Kuliah Jurusan Kesehatan Universitas Airlangga Surabaya karena panggilan hati
Sebenarnya, kuliah di D3 Jurusan Kesehatan Universitas Airlangga Surabaya adalah keinginan Fia. Alasannya, selama SMA dia dianggap sebagai siswa yang cerdas. Buktinya, dia masuk penjurusan IPA, yang “dianggap” sebagai jurusan bagi anak-anak cerdas.
Saat duduk di kelas 12 pun, dia memantapkan diri masuk Jurusan Farmasi. Sayangnya, pada seleksi SNMPTN, dia gagal. Fia ingin mencoba lagi pada seleksi SBMPTN. Orang tuanya memang menghendaki, dengan catatan tidak mendaftar ke Jurusan Kedokteran karena biayanya mahal.

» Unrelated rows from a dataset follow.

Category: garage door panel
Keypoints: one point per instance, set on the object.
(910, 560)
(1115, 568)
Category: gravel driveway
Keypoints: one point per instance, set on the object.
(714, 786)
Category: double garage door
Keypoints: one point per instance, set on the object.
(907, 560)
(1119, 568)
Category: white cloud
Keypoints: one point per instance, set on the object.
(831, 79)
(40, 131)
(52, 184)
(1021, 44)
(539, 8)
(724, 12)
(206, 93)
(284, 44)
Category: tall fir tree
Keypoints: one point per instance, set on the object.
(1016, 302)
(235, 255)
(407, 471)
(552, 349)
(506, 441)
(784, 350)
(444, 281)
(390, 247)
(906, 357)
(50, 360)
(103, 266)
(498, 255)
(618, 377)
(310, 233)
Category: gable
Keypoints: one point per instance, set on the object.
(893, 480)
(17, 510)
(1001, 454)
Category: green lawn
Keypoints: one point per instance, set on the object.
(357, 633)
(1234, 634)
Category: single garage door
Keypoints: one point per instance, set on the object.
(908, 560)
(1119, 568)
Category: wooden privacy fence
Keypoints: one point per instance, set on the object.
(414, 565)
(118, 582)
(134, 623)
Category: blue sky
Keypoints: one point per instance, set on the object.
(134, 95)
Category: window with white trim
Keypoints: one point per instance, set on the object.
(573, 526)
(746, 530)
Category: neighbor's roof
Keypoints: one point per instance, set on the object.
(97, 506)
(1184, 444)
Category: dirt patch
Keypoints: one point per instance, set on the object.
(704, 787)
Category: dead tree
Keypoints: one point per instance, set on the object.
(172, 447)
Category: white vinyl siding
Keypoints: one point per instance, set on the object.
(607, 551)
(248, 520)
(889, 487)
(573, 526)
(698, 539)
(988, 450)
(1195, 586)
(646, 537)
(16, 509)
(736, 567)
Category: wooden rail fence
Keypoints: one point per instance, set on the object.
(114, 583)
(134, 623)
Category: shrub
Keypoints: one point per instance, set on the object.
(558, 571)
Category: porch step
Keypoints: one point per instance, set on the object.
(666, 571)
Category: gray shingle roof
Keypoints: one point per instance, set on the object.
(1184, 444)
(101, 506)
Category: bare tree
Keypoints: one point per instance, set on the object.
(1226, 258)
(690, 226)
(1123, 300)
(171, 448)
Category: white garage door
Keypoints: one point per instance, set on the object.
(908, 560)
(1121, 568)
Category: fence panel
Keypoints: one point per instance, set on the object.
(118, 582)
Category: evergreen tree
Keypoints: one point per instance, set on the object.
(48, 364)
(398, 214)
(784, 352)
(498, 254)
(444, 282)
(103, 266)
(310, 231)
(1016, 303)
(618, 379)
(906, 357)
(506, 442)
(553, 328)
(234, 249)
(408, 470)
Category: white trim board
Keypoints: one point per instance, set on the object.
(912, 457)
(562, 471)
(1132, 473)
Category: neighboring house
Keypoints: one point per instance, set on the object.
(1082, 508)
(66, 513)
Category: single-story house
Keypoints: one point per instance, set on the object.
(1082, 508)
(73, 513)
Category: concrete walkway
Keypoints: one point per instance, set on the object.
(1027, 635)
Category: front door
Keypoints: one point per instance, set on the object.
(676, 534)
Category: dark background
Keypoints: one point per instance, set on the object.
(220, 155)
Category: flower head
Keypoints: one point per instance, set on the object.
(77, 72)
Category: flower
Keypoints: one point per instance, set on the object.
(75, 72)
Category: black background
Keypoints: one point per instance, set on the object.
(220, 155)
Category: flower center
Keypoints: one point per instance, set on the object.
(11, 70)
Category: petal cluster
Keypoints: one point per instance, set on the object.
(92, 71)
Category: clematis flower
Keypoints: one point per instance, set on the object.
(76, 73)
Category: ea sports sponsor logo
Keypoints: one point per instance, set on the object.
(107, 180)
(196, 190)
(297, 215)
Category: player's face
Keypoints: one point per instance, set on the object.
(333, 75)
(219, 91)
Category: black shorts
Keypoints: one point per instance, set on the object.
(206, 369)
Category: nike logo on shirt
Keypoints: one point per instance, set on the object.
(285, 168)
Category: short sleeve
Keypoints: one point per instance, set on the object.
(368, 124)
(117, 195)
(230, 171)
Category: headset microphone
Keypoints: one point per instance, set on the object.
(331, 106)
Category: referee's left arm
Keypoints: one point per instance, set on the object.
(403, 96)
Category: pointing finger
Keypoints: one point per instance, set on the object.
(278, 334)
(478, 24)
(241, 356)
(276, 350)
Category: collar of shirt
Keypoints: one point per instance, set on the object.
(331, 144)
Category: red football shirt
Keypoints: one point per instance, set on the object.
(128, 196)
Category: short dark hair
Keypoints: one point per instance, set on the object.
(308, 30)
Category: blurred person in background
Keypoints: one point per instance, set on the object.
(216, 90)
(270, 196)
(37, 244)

Akhirnya, pada SBMPTN Fia mendaftarkan ke Jurusan Kesehatan di Unair Surabaya. Pilihan pertama pada S1 Jurusan Farmasi dan pilihan kedua D3 Jurusan Kesehatan. Dia lolos pada pilihan kedua.
Fia akhirnya berhasil menjadi mahasiswa diploma atau vokasional. Jadwal kuliah di jurusan itu sudah padat sejak semester pertama. Oleh sebab itu, dia merasa tak punya kesempatan untuk mengeksplor minatnya lebih jauh di luar perkuliahan.

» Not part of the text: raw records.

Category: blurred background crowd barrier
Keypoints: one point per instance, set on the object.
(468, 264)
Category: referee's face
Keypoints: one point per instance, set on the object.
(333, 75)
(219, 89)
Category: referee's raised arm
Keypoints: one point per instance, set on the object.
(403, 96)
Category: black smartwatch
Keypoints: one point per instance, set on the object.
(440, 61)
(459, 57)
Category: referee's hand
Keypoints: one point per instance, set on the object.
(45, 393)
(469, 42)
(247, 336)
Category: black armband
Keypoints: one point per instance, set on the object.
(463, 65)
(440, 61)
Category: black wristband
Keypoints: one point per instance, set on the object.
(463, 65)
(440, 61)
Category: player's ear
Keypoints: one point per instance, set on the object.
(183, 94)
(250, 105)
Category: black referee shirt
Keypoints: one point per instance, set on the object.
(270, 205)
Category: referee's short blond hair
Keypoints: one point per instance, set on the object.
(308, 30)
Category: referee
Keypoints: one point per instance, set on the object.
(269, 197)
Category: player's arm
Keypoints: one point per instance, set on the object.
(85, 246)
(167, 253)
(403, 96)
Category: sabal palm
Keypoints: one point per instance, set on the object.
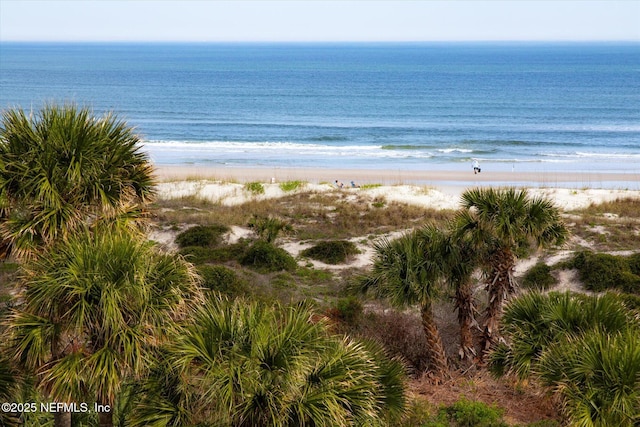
(405, 273)
(534, 321)
(585, 348)
(241, 363)
(503, 223)
(92, 308)
(457, 260)
(597, 376)
(63, 168)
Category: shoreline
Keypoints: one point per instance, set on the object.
(438, 190)
(437, 178)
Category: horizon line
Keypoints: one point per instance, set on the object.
(329, 41)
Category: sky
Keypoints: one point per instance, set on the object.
(299, 20)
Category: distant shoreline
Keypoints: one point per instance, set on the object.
(389, 177)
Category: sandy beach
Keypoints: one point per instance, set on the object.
(439, 189)
(435, 178)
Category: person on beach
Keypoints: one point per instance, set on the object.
(476, 166)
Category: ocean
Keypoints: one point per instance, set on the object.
(414, 106)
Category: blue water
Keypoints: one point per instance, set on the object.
(522, 106)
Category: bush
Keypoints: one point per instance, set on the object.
(220, 278)
(254, 188)
(204, 236)
(266, 257)
(331, 252)
(634, 263)
(600, 272)
(291, 185)
(467, 413)
(347, 310)
(539, 277)
(400, 333)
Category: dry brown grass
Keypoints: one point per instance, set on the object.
(313, 215)
(624, 208)
(610, 226)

Fia berujar kuliahnya berbeda dengan mahasiswa lain, di mana tugasnya bisa dibawa pulang ke rumah, kerja di mana saja, atau lewat pertemuan online, sedangkan mahasiswa vokasi lebih sering bekerja di lab.
“Jam kuliahku itu bisa dari jam 6 pagi sampai jam 6 malam. Aku juga punya masalah pribadi di mana memang fisikku tidak sekuat itu untuk melakukan banyak aktivitas,” kata dia.

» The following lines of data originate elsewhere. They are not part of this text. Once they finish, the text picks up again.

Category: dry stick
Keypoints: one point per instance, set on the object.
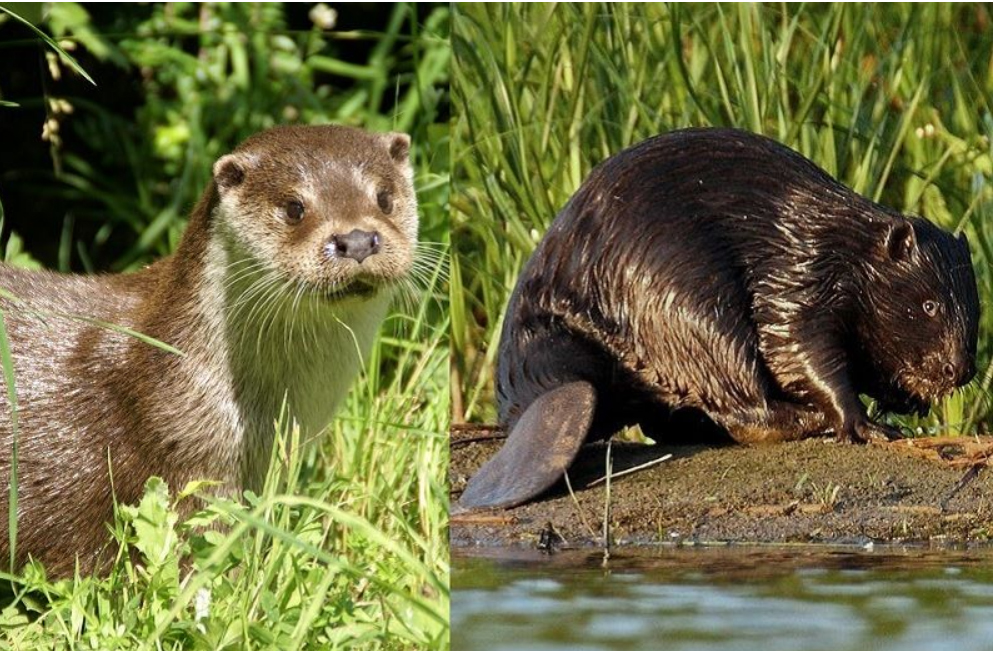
(576, 503)
(607, 506)
(457, 443)
(641, 466)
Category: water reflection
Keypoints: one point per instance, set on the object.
(769, 599)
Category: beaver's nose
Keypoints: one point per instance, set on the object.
(357, 245)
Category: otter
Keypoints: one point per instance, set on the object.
(717, 273)
(275, 292)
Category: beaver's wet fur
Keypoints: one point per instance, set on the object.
(720, 273)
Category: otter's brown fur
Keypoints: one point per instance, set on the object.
(261, 304)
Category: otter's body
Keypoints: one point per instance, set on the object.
(260, 305)
(717, 272)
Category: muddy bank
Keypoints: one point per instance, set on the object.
(814, 491)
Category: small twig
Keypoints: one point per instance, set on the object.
(607, 506)
(576, 503)
(473, 427)
(643, 466)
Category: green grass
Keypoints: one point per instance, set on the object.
(347, 545)
(894, 100)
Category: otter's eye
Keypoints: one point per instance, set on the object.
(385, 201)
(294, 212)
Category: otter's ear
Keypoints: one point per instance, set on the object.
(399, 145)
(229, 171)
(899, 241)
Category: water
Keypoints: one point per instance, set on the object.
(768, 599)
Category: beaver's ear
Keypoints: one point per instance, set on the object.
(399, 146)
(899, 240)
(229, 171)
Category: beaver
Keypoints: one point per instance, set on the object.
(718, 272)
(275, 292)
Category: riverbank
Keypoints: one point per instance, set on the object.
(934, 491)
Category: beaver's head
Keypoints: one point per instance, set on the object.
(919, 314)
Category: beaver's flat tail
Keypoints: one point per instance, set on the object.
(538, 450)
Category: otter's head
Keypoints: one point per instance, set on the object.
(919, 314)
(327, 209)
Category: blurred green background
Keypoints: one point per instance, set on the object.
(348, 546)
(892, 99)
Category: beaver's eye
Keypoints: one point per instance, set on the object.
(294, 212)
(385, 201)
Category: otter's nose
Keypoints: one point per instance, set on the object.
(357, 245)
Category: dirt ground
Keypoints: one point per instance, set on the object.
(935, 491)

Merasa insecure dengan masa depannya yang abu-abu
Namun, lulusan D3 Universitas Airlangga Surabaya itu menyadari minatnya justru berubah setelah lulus. Dia merasa tidak cocok dengan jurusannya selama ini. Setelah lulus dia baru punya kesempatan untuk mengeksplor minatnya.
“Beberapa kali aku mendapatkan kesempatan magang [di luar bidang kesehatan], tapi underpaid bahkan unpaid,” ucapnya kepada Mojok pada Selasa (1/10/2024).
Fia pernah menjadi content creator di salah satu merek kecantikan. Mulai dari menulis konten, membuat video, dan menjual produk tersebut. Semenjak saat itu, dia mulai mendalami kegiatan yang berhubungan dengan digital marketing.
“Setelah mencari-cari, alhamdulillah dari pengalamanku, terbukalah sedikit jalan buat aku bisa ada di karier path yang sekarang, meskipun bagiku ini sulit,” ujarnya.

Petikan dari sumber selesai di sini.